Session: 626. Aggressive Lymphomas: Clinical and Epidemiological: Poster II
Hematology Disease Topics & Pathways:
Research, Clinical Practice (Health Services and Quality), Diseases, Treatment Considerations, Lymphoid Malignancies, Study Population, Human
Methods: This retrospective observational study used electronic health records data from within The US Oncology Network and selected non-Network practices, covering a nationally representative network of over 2,700 community-based oncology providers seeing more than 1 million patients annually. All adult patients with an initial diagnosis of or first visit for DLBCL from 10/1/2014 to 10/1/2023 were included. This was considered their index date. Patients were grouped into a pre- and post-CAR-T era based on index on or after 10/1/2017, respectively, with three years of data capture in each cohort. Patient characteristics as well as the proportion of patients surviving 1 and 2 years following index were descriptively summarized overall, by index year, and by pre- vs. post-CAR-T era. No statistical testing was done to compare the two cohorts.

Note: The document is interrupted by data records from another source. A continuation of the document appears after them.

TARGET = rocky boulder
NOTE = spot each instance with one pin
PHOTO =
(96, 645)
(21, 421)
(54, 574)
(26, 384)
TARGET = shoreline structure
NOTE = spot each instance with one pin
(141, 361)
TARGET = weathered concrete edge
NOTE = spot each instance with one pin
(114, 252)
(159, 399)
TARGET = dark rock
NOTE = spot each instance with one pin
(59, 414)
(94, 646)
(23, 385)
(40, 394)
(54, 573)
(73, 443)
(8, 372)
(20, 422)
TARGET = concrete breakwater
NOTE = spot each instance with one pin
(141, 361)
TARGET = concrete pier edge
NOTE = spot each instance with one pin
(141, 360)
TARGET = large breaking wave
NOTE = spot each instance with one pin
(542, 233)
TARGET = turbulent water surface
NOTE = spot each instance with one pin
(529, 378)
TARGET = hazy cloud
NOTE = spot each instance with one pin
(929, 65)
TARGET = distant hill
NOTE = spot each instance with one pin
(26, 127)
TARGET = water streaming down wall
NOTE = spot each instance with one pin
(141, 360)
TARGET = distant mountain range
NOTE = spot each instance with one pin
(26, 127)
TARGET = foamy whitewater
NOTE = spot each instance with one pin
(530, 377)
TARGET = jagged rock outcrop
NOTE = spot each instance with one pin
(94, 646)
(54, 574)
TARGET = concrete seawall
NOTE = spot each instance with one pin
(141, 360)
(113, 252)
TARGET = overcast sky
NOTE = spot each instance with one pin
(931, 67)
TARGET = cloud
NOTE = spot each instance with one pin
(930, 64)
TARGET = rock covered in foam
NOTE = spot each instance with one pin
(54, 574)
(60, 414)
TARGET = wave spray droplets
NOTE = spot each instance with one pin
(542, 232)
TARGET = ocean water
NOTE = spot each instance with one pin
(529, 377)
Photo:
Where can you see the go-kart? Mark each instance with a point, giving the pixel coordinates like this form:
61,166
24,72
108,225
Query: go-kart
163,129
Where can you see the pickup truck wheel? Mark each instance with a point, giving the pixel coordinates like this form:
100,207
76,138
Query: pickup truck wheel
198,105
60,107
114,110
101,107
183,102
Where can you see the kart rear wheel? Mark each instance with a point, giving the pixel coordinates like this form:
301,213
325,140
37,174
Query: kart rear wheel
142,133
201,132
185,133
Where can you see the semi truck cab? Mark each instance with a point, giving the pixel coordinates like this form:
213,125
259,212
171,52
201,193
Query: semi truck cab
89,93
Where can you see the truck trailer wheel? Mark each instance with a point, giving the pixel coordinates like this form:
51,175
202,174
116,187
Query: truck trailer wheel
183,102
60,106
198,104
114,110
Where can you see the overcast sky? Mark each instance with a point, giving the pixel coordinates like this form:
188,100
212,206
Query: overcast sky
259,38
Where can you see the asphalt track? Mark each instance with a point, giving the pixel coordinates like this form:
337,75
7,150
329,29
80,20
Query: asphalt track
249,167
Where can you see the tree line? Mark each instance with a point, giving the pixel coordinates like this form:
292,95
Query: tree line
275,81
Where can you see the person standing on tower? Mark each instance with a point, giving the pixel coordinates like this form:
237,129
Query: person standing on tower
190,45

Results: A total of 15,910 patients with DLBCL were identified. One-third (32%) of patients were observed in the pre-CAR-T era, compared to two-thirds in the post-CAR-T era (68%). Mean (standard deviation [SD]) age at diagnosis was 67 (14) years. More than half of patients were male (55%); most patients were White (70%). The most common documented stage at diagnosis was Stage IV (40%), followed by Stage III (24%) and Stage II (19%). Information on germinal center B-cell–like (GCB) vs. non-GCB subtypes was not available. The mean (standard deviation [SD]) age at diagnosis remained stable over time (66 [14] years in the pre-CART-T era vs. 67 [14] years in the post-CAR-T era), and there was no difference in the proportion of males vs. females over time. Among patients with documented race, there was a decrease in the proportion of White patients (89% in the pre-cohort vs. 84% in the post-cohort), while the proportion of Black patients and patients with other races increased slightly (5% vs. 6% and 6% vs. 10%, respectively). The proportion of patients diagnosed with documented advanced disease (Stage III or IV) remained stable over time, as did the geographic distribution of patients (38% West, 32% South, 24% Midwest and 6% Northeast). The proportion of patients who died within 1 year of diagnosis did not differ over time (14% and 15%, pre and post, respectively) nor did the proportion of patients who died within 2 years of diagnosis (20% in each). Year-level analyses were roughly in line with era-level analyses.
Conclusions: In this retrospective descriptive study of DLBCL patients in the US community setting in the pre and post CAR-T eras, there were no substantial changes in patient characteristics, except an increase in non-White races, which likely reflect underlying population demographic changes. There were more patients in the post CAR-T era, which likely reflects growth of participating practices more than an increased incidence of new patients. We did not see any difference in shorter term 1- and 2-year survival outcomes pre- and post-CAR-T introduction. This may reflect limited use of CAR-T in this real-world community setting up to this point, with greater heterogeneity regarding eligibility and challenges in access. Further insight will require updated time analyses, longer patient follow-up and more detailed data on CAR-T patients in the spectrum of evolving treatment options in DLBCL, which now also includes bispecific antibody therapies.
Disclosures: Herms: Ontada, part of McKesson: Current Employment, Current equity holder in publicly-traded company. Su: Ontada, part of McKesson: Current Employment. Paulus: Ontada, part of McKesson: Current Employment. Zackon: Cardinal Health: Other: My wife is a CMO. ; Ontada, part of McKesson: Current Employment.